The Kingdom is leading the way globally as it introduces new regulations, such as longer paid maternity leave and protection from violence.
It has implemented ground-breaking reforms over the last two years to advance women’s economic participation as part of its 2030 Vision.
“There’s reason for optimism,” World Bank President David Malpass wrote in a foreword to the report, which assessed laws and regulations in 190 countries affecting women at work, including restrictions on jobs and permitted working hours.
“When women can move more freely, work outside the home and manage assets, they’re more likely to join the workforce and strengthen the economy," Mr Malpass said.
Counting 62 reforms in 40 economies between mid-2017 and mid-2019, the report said the average global score for laws affecting women working was 75.2 out of 100, up from 73.9 two years earlier.
Countries with the best regulatory environments for women in the economy and scores of 100 were Canada, Belgium, Denmark, France, Iceland, Latvia, Luxembourg and Sweden.

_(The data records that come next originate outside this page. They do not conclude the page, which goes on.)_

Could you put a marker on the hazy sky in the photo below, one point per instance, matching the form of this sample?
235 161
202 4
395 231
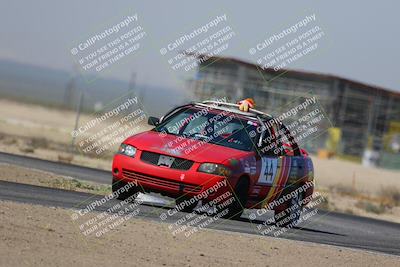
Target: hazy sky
363 38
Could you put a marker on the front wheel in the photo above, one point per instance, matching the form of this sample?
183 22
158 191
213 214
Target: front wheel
290 216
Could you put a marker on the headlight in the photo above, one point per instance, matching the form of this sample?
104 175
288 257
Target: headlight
127 150
214 168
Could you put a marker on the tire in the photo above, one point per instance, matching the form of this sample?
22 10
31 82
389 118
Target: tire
290 216
185 208
236 208
117 185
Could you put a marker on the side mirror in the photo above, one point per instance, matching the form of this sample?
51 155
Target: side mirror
153 121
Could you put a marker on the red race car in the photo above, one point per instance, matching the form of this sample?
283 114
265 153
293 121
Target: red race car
209 150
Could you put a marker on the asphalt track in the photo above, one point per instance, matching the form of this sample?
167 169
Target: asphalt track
324 227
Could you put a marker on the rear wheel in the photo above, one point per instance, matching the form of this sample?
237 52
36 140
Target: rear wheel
122 193
290 216
236 208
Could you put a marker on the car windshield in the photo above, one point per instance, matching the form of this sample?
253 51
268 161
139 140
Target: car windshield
214 126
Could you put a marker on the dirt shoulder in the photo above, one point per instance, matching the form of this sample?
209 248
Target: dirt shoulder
33 235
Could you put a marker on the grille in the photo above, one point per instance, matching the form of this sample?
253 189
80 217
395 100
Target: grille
178 163
178 186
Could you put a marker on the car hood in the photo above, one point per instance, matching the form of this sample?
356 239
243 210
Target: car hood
181 147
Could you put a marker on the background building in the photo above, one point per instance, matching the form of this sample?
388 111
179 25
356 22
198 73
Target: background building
366 117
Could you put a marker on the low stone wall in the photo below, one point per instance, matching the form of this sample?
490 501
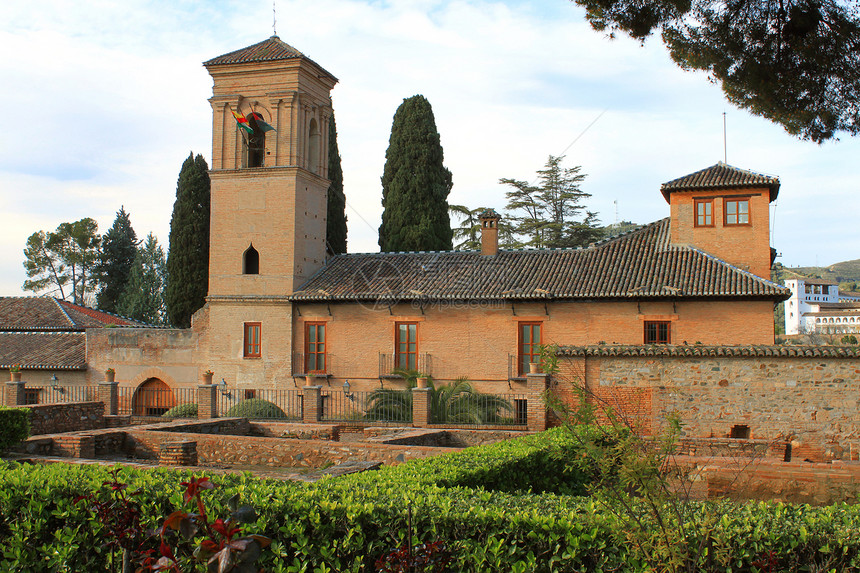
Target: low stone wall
65 417
274 452
803 397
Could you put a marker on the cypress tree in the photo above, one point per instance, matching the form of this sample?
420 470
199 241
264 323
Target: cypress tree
143 298
116 258
335 234
415 183
188 256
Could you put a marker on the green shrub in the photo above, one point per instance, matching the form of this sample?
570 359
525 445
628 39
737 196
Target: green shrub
188 410
255 408
14 426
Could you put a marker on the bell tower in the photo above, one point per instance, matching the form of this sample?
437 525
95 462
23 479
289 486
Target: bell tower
271 108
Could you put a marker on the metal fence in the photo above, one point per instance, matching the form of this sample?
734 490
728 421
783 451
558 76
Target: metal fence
57 394
260 404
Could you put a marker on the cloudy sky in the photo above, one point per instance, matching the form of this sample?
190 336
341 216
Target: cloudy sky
105 99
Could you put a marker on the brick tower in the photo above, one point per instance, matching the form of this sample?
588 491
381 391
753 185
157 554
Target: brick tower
268 210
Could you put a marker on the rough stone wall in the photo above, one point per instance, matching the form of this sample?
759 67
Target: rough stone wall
812 403
66 417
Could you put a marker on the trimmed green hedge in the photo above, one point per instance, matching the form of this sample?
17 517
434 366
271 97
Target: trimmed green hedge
14 427
344 524
255 408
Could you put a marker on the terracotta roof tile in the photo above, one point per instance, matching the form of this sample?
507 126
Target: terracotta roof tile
638 264
721 176
269 50
657 350
44 350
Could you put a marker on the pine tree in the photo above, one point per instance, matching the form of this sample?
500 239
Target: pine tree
415 183
119 248
143 297
188 257
550 214
335 235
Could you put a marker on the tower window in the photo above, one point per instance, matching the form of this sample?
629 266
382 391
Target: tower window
252 340
255 142
251 262
704 212
314 147
737 212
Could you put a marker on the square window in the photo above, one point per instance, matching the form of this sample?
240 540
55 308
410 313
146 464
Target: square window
252 340
658 331
704 212
737 212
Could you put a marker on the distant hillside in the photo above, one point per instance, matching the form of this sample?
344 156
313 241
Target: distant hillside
846 273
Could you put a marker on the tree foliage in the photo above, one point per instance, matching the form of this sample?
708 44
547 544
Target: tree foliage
61 262
116 258
793 62
415 183
188 256
551 214
335 235
143 297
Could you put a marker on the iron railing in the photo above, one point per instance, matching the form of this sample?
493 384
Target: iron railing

Saudi Arabia has launched various campaigns to empower its female population as part of Crown Prince Mohammed bin Salman's plan to modernise the country and accelerate economic development.
He has spoken repeatedly of giving women greater rights and protections.
In June 2017, the Kingdom lifted a ban on women driving, giving them greater mobility and independence.
More than 120,000 Saudi women applied for driving licences in the first month after the ban was lifted, according to the interior ministry.